Davutoğlu, "Yeni Türkiye'de devlet de hükümet de milletin emrindedir. Amir olan millettir, memur olan devlettir. Devlet ancak ve ancak millet iradesini kullanarak iktidara gelmiş olanlarca denetlenebilir, yönetilebilir" değerlendirmesinde bulundu.

"Yeni anayasaya ihtiyaç var"

Demokratikleşme hamlesinin en ileri düzeye, demokrasinin evrensel standartlara ulaşması ve özgürlükçü bir demokrasi haline gelebilmesi için yeni anayasaya ihtiyaç olduğuna işaret eden Davutoğlu, yeni anayasanın özgürlükçü ve demokratik karakteriyle yeni Türkiye'nin önünü açacağını vurguladı.

Davutoğlu, partililere "İnşallah 2015 seçimlerinde anayasayı değiştirecek çoğunluğa sahip olacak mıyız" ve "Türkiye Cumhuriyeti tarihinde, ilk defa millet tarafından seçilenlerin yaptığı bir anayasaya sahip olacak mıyız" diye sordu.
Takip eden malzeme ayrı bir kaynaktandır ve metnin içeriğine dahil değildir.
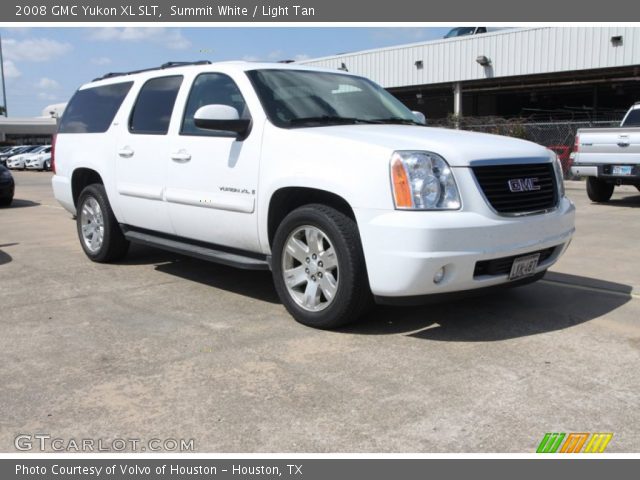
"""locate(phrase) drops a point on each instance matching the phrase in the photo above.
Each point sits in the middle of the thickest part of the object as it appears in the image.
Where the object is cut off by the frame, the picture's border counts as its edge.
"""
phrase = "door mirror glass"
(223, 118)
(420, 117)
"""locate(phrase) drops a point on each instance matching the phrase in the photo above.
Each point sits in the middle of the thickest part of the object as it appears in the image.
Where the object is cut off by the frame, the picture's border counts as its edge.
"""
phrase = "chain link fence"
(558, 136)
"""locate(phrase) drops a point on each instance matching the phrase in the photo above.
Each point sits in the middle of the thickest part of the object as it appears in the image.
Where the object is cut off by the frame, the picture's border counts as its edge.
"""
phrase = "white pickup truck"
(609, 156)
(320, 176)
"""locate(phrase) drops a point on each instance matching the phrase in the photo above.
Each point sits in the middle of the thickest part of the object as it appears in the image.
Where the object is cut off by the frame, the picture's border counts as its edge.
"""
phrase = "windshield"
(459, 32)
(296, 98)
(633, 119)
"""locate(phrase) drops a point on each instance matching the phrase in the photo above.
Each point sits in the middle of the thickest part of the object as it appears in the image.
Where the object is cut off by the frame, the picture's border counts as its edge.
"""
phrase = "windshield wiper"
(329, 119)
(396, 120)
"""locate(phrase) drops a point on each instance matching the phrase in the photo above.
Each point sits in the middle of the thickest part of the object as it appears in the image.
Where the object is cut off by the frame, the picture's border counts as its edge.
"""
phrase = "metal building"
(544, 73)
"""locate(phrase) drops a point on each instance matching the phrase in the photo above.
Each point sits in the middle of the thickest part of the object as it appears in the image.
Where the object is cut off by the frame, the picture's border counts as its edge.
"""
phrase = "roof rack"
(161, 67)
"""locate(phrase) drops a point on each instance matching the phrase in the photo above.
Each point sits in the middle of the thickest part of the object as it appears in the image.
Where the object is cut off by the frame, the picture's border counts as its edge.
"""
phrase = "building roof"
(510, 53)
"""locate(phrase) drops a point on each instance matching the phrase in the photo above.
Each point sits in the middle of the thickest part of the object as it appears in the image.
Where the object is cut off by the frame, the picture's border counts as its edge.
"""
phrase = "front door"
(142, 155)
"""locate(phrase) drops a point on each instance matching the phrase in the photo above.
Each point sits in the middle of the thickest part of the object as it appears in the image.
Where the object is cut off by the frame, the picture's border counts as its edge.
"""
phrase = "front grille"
(502, 266)
(495, 183)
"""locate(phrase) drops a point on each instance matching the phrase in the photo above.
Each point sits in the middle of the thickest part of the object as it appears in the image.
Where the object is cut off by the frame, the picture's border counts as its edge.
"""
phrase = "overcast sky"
(45, 65)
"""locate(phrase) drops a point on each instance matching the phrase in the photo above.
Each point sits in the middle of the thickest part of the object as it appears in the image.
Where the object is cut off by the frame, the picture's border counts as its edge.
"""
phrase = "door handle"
(126, 152)
(181, 156)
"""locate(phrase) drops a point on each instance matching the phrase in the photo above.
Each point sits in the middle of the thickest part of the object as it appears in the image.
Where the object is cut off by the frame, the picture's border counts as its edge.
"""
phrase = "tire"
(98, 230)
(320, 294)
(599, 191)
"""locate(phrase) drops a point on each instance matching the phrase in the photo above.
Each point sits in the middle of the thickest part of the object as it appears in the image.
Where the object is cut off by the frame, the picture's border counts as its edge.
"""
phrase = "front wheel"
(599, 191)
(318, 267)
(98, 230)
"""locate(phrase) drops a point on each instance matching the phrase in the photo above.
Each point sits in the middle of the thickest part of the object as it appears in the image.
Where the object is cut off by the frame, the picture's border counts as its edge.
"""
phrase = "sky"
(43, 66)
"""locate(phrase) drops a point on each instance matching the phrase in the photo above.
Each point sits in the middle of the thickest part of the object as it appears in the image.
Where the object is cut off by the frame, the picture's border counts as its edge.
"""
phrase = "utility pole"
(4, 90)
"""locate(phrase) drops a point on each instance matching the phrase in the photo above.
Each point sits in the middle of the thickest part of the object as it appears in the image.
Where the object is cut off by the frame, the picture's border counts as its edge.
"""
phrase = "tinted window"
(296, 98)
(212, 89)
(152, 111)
(633, 119)
(92, 110)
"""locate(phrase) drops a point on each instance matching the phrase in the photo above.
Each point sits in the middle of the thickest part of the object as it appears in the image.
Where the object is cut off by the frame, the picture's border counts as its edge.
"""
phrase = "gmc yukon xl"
(320, 176)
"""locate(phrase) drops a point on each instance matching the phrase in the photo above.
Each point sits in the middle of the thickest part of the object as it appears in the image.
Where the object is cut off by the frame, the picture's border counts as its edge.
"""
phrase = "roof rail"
(161, 67)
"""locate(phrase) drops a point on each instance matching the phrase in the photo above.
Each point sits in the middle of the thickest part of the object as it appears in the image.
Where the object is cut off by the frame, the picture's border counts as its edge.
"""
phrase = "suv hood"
(459, 148)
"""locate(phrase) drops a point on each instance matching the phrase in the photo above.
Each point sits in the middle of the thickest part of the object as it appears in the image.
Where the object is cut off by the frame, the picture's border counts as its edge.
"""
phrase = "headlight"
(423, 181)
(557, 168)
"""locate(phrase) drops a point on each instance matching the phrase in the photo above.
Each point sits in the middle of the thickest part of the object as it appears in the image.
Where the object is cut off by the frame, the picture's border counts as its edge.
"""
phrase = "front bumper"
(405, 249)
(605, 172)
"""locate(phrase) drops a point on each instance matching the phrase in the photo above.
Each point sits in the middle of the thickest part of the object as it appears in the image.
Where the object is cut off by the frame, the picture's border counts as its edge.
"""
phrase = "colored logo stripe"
(598, 442)
(574, 443)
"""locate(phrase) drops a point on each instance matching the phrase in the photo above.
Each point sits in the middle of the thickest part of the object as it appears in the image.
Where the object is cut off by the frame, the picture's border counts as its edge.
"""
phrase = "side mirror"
(224, 118)
(420, 117)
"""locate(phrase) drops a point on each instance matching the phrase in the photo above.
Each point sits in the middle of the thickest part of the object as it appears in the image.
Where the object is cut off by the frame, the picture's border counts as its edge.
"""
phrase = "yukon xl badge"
(523, 185)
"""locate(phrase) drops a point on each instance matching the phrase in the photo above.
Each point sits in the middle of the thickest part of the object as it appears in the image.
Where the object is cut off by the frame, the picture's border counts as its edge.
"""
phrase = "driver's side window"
(212, 89)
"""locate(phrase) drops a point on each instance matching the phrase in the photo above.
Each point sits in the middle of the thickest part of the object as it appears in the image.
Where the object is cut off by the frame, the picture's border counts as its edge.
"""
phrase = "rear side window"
(152, 112)
(633, 119)
(92, 110)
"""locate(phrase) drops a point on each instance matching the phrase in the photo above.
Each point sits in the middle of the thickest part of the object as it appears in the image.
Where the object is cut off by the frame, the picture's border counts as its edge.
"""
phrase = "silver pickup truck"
(609, 156)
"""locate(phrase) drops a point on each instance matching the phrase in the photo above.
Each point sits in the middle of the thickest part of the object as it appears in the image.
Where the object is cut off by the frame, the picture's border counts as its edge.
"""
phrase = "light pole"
(4, 91)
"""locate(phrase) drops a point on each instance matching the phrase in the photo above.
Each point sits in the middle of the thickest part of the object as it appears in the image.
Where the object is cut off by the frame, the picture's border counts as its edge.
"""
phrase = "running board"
(198, 251)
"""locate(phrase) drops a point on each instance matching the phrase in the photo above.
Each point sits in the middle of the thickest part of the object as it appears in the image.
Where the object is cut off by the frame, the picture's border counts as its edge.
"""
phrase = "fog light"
(437, 278)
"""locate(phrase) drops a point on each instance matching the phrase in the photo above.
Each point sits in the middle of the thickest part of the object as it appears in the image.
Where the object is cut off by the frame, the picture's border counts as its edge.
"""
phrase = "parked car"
(17, 162)
(7, 187)
(10, 151)
(40, 160)
(321, 176)
(464, 31)
(609, 156)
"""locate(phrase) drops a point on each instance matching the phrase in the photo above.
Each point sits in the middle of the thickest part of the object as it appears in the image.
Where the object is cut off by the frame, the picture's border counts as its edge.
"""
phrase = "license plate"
(621, 170)
(524, 266)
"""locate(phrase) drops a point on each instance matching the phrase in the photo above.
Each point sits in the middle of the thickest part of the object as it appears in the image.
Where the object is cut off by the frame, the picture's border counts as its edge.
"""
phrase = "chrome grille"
(534, 184)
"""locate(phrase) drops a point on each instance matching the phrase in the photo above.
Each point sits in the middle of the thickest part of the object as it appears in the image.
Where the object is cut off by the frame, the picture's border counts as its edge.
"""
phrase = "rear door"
(142, 153)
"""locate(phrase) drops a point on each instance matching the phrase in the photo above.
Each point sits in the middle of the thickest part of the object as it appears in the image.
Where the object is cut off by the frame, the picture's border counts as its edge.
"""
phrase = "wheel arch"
(286, 199)
(81, 178)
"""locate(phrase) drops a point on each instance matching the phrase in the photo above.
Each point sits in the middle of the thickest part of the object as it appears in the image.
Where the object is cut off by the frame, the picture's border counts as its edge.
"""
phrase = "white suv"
(321, 176)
Salondakilerin "Evet" sözü üzerine Davutoğlu, "Bu bir teminattır, bir ahitleşmedir" dedi. 

Siyasi alanda bir konuya daha dikkat çekmek istediğini belirten Davutoğlu, şunları dile getirdi:

"Cumhurbaşkanlığı makamı ile Başbakanlık makamı arasında, ikisi de seçilmiş olmak dolayısıyla, ihtilaf çıkmasını bekleyenlere, buradan bir kez daha cevap veriyorum. Millet iradesine dayanan makamlar arasında ihtilaf çıkmaz. Milletten gücünü alanlar arasında, hele dava arkadaşları arasında hiçbir zaman ihtilaf çıkmaz, hiç heveslenmesinler. Seçilmiş cumhurbaşkanı ve seçilmiş başbakan el ele, omuz omuza, birlikte yeni Türkiye'yi inşa edeceklerdir. Biz bunun hizmetkarıyız, bu yolda yürümeye kararlıyız."

"Paralel devlet', fetret isteyen bir yapıdır"

AK Parti hükümetleri döneminde devletin ve bürokrasinin restorasyondan geçtiğine işaret eden Davutoğlu, Osmanlı Devleti'nde Fetret Dönemi'nde devletin hem coğrafi hem de otorite olarak parçalandığını belirtti. "AK Parti iktidara geldiğinde devlet içine nüfuz etmiş çeteler, mafyalar, cunta heveslileri ve üçlü koalisyonun her bir bakanlığı, neredeyse bir Anadolu beyliği gibiydi" diyen Davutoğlu, bakanların birbirleriyle görüşemediğini, hükümetin toplanamadığını, her bakanlığın kendi kararını aldığını ifade etti. 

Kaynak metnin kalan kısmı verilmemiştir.